Il est en effet nécessaire de trouver un équilibre entre les prêts et les dons. Pendant de nombreuses années, nos moyens en subventions et en dons ont été réduits à portion congrue et nous avons donc fortement soutenu l'activité en prêts. Nous sommes maintenant revenus, avec votre confiance et votre vote, à un ratio de 80 % de prêts pour 20 % de dons et subventions – à cela s'ajoute près d'un milliard d'euros alloués par l'Union européenne, puisque notre agence met également en œuvre des moyens et des priorités européennes. Il est donc nécessaire de garder un équilibre d'instruments et de savoir les gérer de façon différente selon leurs caractéristiques. Je me considère agnostique sur les instruments. Il faut disposer des instruments correspondant à la politique qui nous est fixée, et non élaborer une politique en fonction de nos instruments – comme cela a pu être le cas dans le passé.

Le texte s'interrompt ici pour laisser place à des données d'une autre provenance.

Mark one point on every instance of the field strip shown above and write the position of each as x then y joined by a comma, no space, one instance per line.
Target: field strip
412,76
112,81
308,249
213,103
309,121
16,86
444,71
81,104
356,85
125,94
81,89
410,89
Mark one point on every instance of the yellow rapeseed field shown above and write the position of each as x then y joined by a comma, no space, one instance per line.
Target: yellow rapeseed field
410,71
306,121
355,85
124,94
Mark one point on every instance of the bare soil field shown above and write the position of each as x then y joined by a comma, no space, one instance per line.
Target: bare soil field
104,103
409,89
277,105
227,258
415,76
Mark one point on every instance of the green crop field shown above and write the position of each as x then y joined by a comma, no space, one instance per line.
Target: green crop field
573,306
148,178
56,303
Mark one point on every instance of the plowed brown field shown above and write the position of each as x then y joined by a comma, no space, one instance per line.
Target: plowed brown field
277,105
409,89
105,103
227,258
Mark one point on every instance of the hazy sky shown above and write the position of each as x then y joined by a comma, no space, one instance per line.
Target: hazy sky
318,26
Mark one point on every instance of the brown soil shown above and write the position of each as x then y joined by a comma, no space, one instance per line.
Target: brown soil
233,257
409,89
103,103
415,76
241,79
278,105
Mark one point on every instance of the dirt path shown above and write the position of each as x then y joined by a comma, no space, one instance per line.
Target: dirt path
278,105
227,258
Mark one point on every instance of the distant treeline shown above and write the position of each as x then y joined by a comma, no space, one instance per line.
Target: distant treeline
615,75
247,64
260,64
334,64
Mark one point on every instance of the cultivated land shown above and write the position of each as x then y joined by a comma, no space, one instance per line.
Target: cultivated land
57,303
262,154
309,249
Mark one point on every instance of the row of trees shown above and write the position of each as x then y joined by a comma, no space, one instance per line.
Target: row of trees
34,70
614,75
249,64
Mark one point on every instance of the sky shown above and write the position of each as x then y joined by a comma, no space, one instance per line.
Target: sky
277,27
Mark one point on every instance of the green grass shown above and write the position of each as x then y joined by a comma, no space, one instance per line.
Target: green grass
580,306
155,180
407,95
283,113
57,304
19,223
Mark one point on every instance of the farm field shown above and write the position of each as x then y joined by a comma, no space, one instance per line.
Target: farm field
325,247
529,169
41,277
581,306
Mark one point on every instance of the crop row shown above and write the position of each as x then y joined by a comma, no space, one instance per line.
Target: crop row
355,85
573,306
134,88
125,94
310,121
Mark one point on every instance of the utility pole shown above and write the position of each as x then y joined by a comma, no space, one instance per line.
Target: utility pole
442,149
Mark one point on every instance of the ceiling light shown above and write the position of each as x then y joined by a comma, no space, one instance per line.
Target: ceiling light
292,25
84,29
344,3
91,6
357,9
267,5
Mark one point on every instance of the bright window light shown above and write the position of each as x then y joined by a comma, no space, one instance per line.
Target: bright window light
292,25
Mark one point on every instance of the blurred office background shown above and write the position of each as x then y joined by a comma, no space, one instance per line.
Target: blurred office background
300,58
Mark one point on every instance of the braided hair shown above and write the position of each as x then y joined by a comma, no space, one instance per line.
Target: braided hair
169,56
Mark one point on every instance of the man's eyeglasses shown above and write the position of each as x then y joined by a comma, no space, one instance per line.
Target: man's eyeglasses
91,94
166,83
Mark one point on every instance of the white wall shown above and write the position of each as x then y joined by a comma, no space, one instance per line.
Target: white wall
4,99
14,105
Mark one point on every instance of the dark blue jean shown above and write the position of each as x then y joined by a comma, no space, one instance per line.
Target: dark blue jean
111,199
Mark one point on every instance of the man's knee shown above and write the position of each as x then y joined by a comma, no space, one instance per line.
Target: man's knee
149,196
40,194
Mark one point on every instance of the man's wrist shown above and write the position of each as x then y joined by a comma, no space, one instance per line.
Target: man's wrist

En réponse à votre question sur le soutien que l'AFD apporte aux petits projets : à mes yeux, la seule distinction utile est celle entre les bons et les mauvais projets. Il ne faut pas s'arrêter au montant du projet. Il faut être capable de gérer avec agilité des projets de petite taille, s'ils ont un impact et une exemplarité très forts, et savoir mener des projets de taille plus significative.

Je reviendrai que le cadre de partenariat et les priorités fixées. Qu'il s'agisse des priorités transversales, des priorités sectorielles ou des priorités géographiques, nous sommes tout à fait à l'aise avec votre formulation et vos documents. Nous soutenons et servons les activités en Afrique et dans la Méditerranée ; sur le climat ; en matière de diplomatie féministe et d'égalité entre les femmes et les hommes. Il est intéressant d'étudier la somme de ces priorités. Les sujets climatiques se rapprochent de la biodiversité ; ces sujets ayant trait à la planète amènent la question des inégalités et donc les questions sociales. L'agenda des objectifs de développement durable émerge et oriente nos activités.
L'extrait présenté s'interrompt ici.